Rebuilds are automatic. You replace the bad disc, it rebuilds. A layman can and is able to do this. How did you lose data here?
One problem is the time to rebuild the array. We have a few Raid 5 units at home, one of them is a 6tb Raid 5 setup (four 2tb drives), and as always happens with hard drives, one of them died. No biggie though, pulled out the dead unit, put in a new one, so no data loss. However it took almost two days for our raid unit to rebuild it's redundancy and get back to Raid 5 status. During that time we were vulnerable, if another drive failed we were toast. Now that's for a consumer grade raid unit, the Dlink dns-343, I'm sure the professional units work much better but we can't afford those.
I'm not saying a NAS RAIDS will always replace optical discs for backups, but it is absolutely, completely ridiculous to assume Blu-ray discs will be a popular method of consumer backup. It's just too painful, too expensive, and too limited. And it'll always be that way, even as the discs and burners become cheap. Optical media for home use is more or less dead. CD-Rs were ridiculously popular, DVD-Rs popular but less so, DVD-DL are pretty unpopular, and BD-Rs will be even less popular. It's just how the market is going.
Our 'cheap' 6tb raid ran us $280 for the dns-343, and 4 x $160 for the 2tb hard drives, so ~$920 for a cheap raid setup. I'm not sure how many people will go to the trouble of doing that, especially people that use laptops as their main and only pc's. 6tb may sound like a lot of space, but it really isn't once you start using an hd video camera, and I think hd video cameras are what will really push bluray adoption for typical consumers on laptops.
Blu-ray burners one day will be standard on all laptops and PC's, and eventually the media will be pennies just like it is for dvd-r's, so the cost will be moot. And I do believe that eventually everyone will be buying avchd video cameras once they hit the $300 range. At that point I think blu-ray discs will be a viable backup media because it will be cheap and easy to archive videos and/or give videos to others via disposable 10 cent discs. We're not there yet, my new laptop for example came with a bluray reader but not a burner, and bd-r's are still $1.50. But those prices will tumble, and blu-ray burners will become as standard on pc/laptops as dvd burners are now.
As far are reliability, maybe you are refereing to dual layer dvd's? I do remember hearing about issues with those, but single layer dvd's have been reliable as far as I know. I have some dating back almost 10 years and they still work fine, even the generic brands. The 25gb bd-r's are single layer as well so they should do fine. I admit to being a little more skeptical about the reliability of dual layer media, but I'm sticking with single layer bd-r's so I'm not worrying about it.

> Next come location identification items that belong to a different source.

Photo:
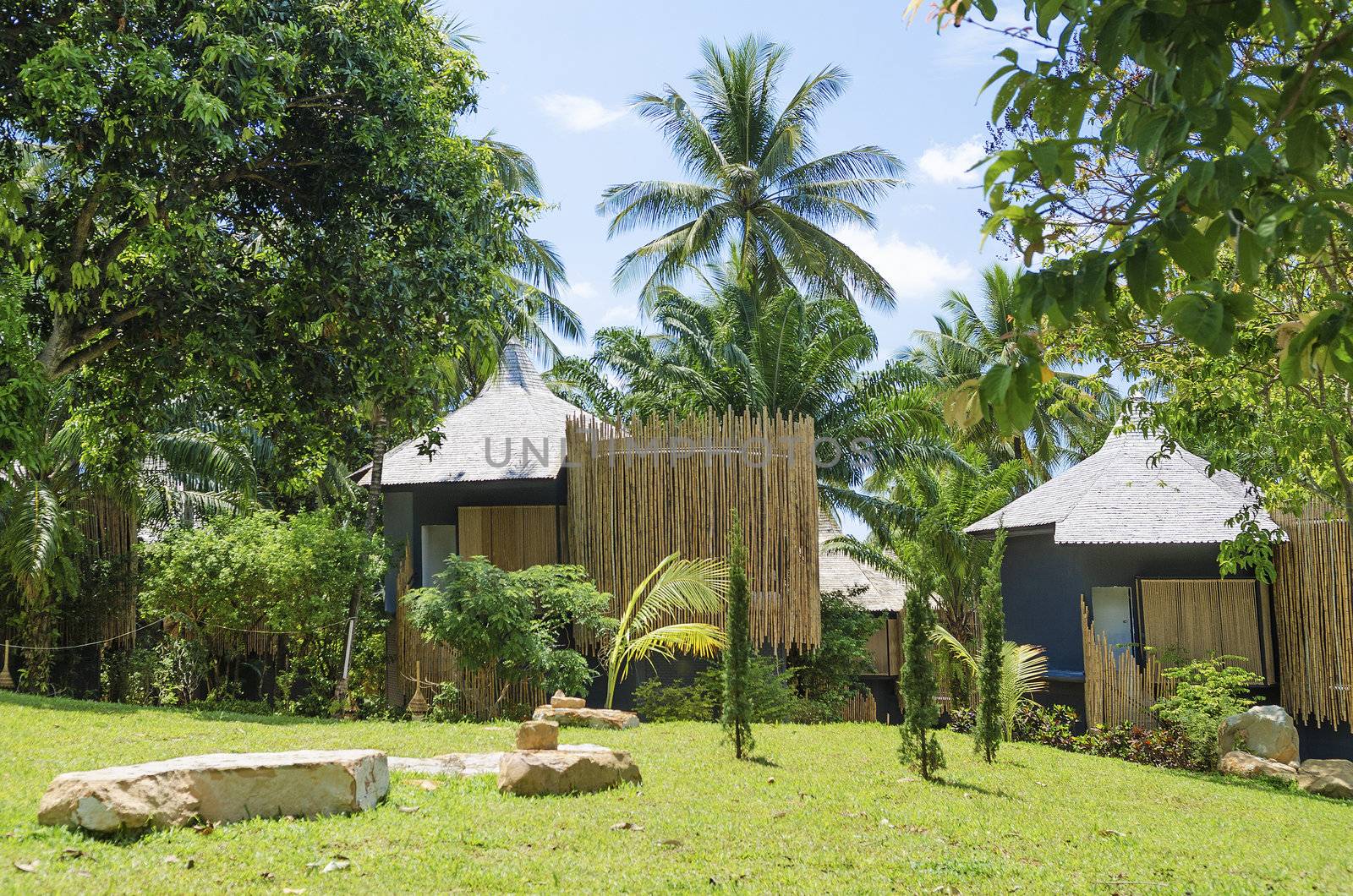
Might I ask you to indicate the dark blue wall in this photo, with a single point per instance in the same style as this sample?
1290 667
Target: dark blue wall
410 508
1044 582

I personally think that blank 25gb bd-r's are a great fit for hd video cameras. A typical person can go somewhere, film an hour or two of footage, come back home and dump it to a blu-ray. I envision one day the process will be point and clip. Connect camera to PC, choose your menu style, and it will spit out a ready made blu-ray. They empty the video camera's internal memory, rinse and repeat. That's great for when you are on vacation, just bring a cheapo laptop, some blank bd-r's and your video camera, and video tape everything. I don't know about you guys, but I can easily video 1tb of footage on one trip alone!